Every now and again on Casting Across I share information about a product or a company in fly fishing. The goal is usually to tell a story. It is either the story behind a piece of gear, a business, or my experience utilizing something on the water. I’m happy to share these stories, and make recommendations to those who read.
Today, I’m sharing a totally different kind of product! After walking around some fly fishing shows this winter, I realized that there is a certain look in the community these days. Sure, there are logo hats, flannels, and the occasional tucked-into-the-jeans Columbia shirt. But the one feature that transcended all ages was facial hair.
I’m talking beards, lots of beards. There are even multiple beard-centric social media fly fishing icons.
I’ve worn a beard a few times in my life. These days, I’m taking it a little more seriously: for my own benefit and that of my lady (surprisingly, she isn’t a fan of beardruff). I started using beard oil to keep things a little cleaner and more tidy. My brand of choice is Yukon’s Beard. After seeing the sea of beards among anglers this past season, I talked to Tony Denham, the proprietor of Yukon’s Beard, to get his take on the phenomenon:
Generally, why has facial hair – big beards, in particular – experienced a resurgence in our culture?
There isn’t a singular reason that big beards are making a resurgence in our culture. I believe it is due to multiple causes that have set in motion the trend we’re seeing today. It’s not simply a clean-cut matter (pun intended).

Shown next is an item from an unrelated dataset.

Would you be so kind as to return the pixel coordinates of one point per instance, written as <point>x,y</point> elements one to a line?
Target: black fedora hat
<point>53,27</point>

The past decade we’ve even seen traditional corporate America being challenged by Gen Xers and Millennials who don’t want to conform to conventional preferences that hold back their creativity. The corporate “dress code” of the suit and tie is transitioning to jeans and an untucked shirt. With this, the face of man has changed. Sporting a beard brings the essence of wilderness, adventure, and the free-spirit into the workplace. I also think the resurgence of the beard is an affirmation of men who want to express their masculinity in a culture where the lines between gender are becoming blurred.
As a beard expert, what does the image of the bearded angler say about the man and the sport?
Whenever I think of an angler I always envision an older gray haired man with a full beard; sporting his hat and rain gear. He has a pipe dangling from his mouth, maintaining it with one hand while he carries a rod and reel in his other. Where I get this image from I’m not quite sure! However, I see the bearded angler as a symbol of time, perseverance, and character. He is a man who boldly faces the elements.